Data Engineer - Hybrid
Role details
Job location
Tech stack
Job description
We are looking for a Data Engineer who is passionate about building scalable data systems and enabling high-quality analytics, machine learning, and business intelligence. In this role, you will design modern data pipelines, optimize storage solutions, and collaborate closely with cross-functional teams to deliver reliable, high-impact data infrastructure. If you enjoy solving complex data challenges and want to contribute to a fast-moving engineering environment, this role offers the opportunity to make a meaningful impact., * Design and build robust, scalable data pipelines to ingest structured and unstructured data from diverse sources.

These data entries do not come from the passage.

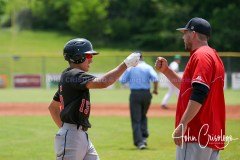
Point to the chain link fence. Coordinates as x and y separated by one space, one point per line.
10 66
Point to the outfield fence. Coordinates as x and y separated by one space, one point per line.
12 68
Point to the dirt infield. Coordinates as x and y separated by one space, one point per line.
233 112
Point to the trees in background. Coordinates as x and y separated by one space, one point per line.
143 24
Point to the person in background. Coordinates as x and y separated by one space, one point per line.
171 88
139 79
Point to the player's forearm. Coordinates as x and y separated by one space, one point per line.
173 78
55 113
155 86
191 111
110 77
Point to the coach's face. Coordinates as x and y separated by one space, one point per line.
187 38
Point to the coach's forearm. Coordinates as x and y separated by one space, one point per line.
191 111
109 78
173 78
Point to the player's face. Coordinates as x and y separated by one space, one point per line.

- Develop and optimize data storage solutions, including relational databases, NoSQL systems, and data lakes.
- Implement data validation, automated testing, and monitoring to ensure accuracy, reliability, and compliance.
- Partner with Data Scientists, Product Managers, and Software Engineers to build infrastructure that supports ML models, analytics, and BI dashboards.

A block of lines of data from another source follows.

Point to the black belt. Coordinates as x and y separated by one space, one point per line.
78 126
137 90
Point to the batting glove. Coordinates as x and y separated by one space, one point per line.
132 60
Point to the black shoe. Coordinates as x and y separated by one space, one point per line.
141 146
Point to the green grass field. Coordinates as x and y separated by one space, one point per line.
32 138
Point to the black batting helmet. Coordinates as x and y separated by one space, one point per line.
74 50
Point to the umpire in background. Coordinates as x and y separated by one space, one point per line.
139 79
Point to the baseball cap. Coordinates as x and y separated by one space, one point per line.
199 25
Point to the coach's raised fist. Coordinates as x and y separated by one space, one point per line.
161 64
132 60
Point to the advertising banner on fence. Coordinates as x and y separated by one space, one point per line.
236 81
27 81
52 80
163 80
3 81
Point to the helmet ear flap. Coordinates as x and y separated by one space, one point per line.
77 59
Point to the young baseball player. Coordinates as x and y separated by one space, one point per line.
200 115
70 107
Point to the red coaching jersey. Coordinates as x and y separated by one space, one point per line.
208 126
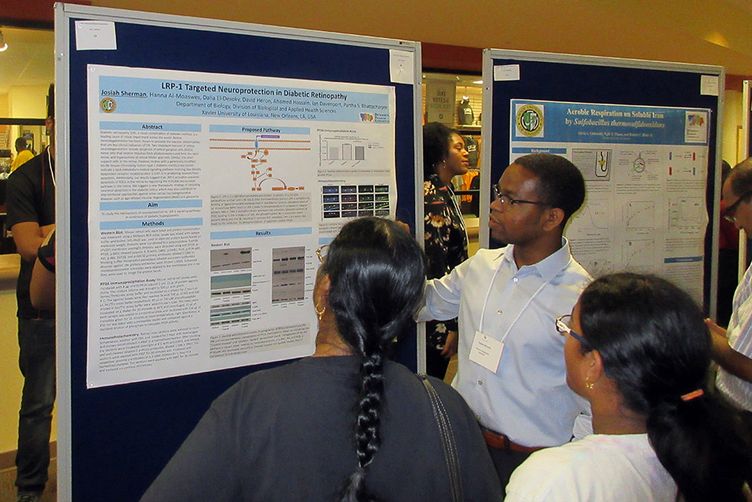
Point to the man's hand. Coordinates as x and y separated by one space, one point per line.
28 236
450 345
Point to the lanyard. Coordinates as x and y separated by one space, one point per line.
49 163
522 310
459 213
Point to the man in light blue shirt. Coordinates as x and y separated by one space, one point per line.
732 348
510 356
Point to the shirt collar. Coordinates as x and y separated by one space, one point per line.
547 268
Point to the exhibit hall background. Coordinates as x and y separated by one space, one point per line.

- Participate in feature discussions, help prioritize work, and guide teams toward consensus.
- Develop prototypes to validate concepts and accelerate solution design.
- Identify root causes of data issues, assess business impact, and propose effective solutions.
- Solve complex problems related to data quality, object identity, and error handling.
- Support MLOps workflows and contribute to model deployment and data integration processes.
- Work as part of an Agile/Scrum team and participate in related ceremonies.
- Maintain clear documentation for data models, pipelines, and operational processes.
Requirements
- 5+ years of overall experience in data engineering or related fields.
- 3+ years of experience building data pipelines using PySpark, Django, or similar frameworks, with strong proficiency in Python or Java/Scala.
- 2+ years of advanced SQL experience, including database modeling and query optimization.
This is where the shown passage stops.